Article 17 to 20 of the Rome Statute deals with the admissibility test.

There are two components of admissibility:

i. Complementarity principle: As reaffirmed under Para 4 and 10 of the Preamble and Article 1 of the Rome Statute, the jurisdiction of ICC is complementary to that of the National Jurisdiction.

The ICC can admit a situation only when the National Court is unwilling or unable genuinely (Article 17) to investigate the matter or prosecute the accused as ICC is a kind of last resort for that purpose.

To determine unwillingness of a State, various factors are to be considered such as: proceedings undertaken in a manner to shield the accused, there is an unjustified delay in the proceedings or the proceedings were not conducted independently or impartially with intention not to bring the accused to the justice. [Article 17 (2)(a)-(c)]
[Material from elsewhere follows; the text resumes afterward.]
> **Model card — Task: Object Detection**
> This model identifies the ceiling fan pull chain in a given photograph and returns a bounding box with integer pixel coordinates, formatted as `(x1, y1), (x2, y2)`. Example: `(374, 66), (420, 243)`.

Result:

To determine inability, the Court shall consider whether, due to a total or substantial collapse or unavailability of its national judicial system, the State is unable to obtain the accused or the necessary evidence and testimony or otherwise unable to carry out its proceedings. [Article 17(3)]

ii. Gravity threshold- The case is inadmissible if it lacks sufficient gravity to justify further action by the Court. [Article 17 (1)(d)]

Further Article 18 of the Rome Statute deals with the preliminary rules regarding admissibility.

Article 19 deals with the challenges to the jurisdiction of the Court or admissibility of the case. A suspect, a state with jurisdiction over a case or a state from which acceptance of jurisdiction is required under section 12 or the Court in reviewing the issue of admissibility on its own initiative may challenge the jurisdiction or the admissibility.

Article 20 provides for the rule of ne bis in idem which is a principle of double jeopardy (no one can be tried or punished twice for the same offence).

Interest of justice

Interest of justice is the third ground which is to be considered while determining whether the Court is going to deal with a case or not. Article 53 (1)(c) provides that “Taking into account the gravity of the crime and the interests of victims, there are nonetheless substantial reasons to believe that an investigation would not serve the interests of justice”. A case will only be investigated if it serves the interest of justice.

Conclusion

ICC is the first of its kind institution as, for the first time, a permanent institution was established to deal with the serious crimes against international world, that too based on the principle of individual responsibility. Earlier, there were institutions and laws dealing with the responsibility of States. However, a crime cannot be stopped unless the individuals behind such crimes are punished irrespective of their capacity and status. Rome Statute provides for the punishment of individuals, whether he is an officer of high rank or a low rank officer.

Therefore, ICC has played a very vital role till now in punishing the high officials and commanders behind the serious crimes.